In a client config file, the full URL with an absolute spec looks like this:
{
"mcpServers": {
"stripe": {
"url": "https://flashmcp.dev/api.stripe.com?spec=https://raw.githubusercontent.com/stripe/openapi/master/openapi/spec3.json",
"headers": {
"Authorization": "Bearer sk_live_..."
}
}
}
}
Base path
Some APIs are hosted under a path prefix rather than at the root of their domain. Add the base path as additional path segments after the target host:
# API at https://example.com/api/v2/...
https://flashmcp.dev/example.com/api/v2
# API at https://services.example.com/billing/...

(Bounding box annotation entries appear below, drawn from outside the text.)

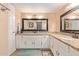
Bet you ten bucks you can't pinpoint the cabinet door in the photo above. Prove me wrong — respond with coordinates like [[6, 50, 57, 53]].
[[35, 36, 42, 48], [41, 36, 49, 48]]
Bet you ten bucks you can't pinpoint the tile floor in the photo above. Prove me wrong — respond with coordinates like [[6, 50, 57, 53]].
[[11, 49, 52, 56]]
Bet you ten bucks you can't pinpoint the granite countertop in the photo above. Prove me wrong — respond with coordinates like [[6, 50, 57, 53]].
[[17, 32, 79, 51]]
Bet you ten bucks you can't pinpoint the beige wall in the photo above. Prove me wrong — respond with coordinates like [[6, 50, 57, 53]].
[[0, 10, 8, 55], [15, 10, 21, 32]]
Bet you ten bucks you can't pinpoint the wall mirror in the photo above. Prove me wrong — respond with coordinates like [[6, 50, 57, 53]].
[[60, 6, 79, 33], [22, 18, 48, 32]]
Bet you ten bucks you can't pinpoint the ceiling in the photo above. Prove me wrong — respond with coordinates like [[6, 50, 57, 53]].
[[14, 3, 66, 13]]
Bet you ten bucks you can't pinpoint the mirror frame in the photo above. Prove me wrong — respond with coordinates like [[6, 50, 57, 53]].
[[21, 18, 48, 33], [60, 5, 79, 32]]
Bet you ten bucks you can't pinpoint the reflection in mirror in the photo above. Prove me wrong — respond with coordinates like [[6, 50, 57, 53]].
[[60, 6, 79, 32]]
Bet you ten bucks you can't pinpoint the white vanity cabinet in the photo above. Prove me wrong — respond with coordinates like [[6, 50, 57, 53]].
[[41, 35, 50, 48], [50, 36, 69, 56], [16, 35, 49, 49], [22, 35, 35, 48]]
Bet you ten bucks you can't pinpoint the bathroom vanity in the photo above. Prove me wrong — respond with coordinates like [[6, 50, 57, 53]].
[[16, 33, 79, 56]]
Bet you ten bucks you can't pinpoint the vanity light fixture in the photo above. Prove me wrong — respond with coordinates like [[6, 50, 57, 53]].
[[68, 16, 76, 19], [26, 16, 32, 19]]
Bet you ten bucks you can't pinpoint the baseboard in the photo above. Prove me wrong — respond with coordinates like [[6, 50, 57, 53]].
[[9, 49, 16, 56]]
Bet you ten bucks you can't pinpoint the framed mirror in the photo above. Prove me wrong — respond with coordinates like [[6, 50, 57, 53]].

https://flashmcp.dev/services.example.com/billing
# Base path + explicit spec
https://flashmcp.dev/example.com/api/v2?spec=/api/v2/openapi.json
The base path is prepended to every API call FlashMCP makes to the upstream. For example, if the spec defines a /users endpoint and your base path is /api/v2, FlashMCP will call https://example.com/api/v2/users.
When to use a base path
- The API is versioned via URL path (e.g.
/v2,/api/v3) - Multiple services share a domain under different prefixes
- The API lives under a sub-path on a shared platform
Tip: If the API's OpenAPI spec already includes the base path in its servers[0].url, you usually don't need to specify it again in the FlashMCP URL. FlashMCP reads the base URL from the spec. Only add a base path when the spec doesn't include it or when you need to override it.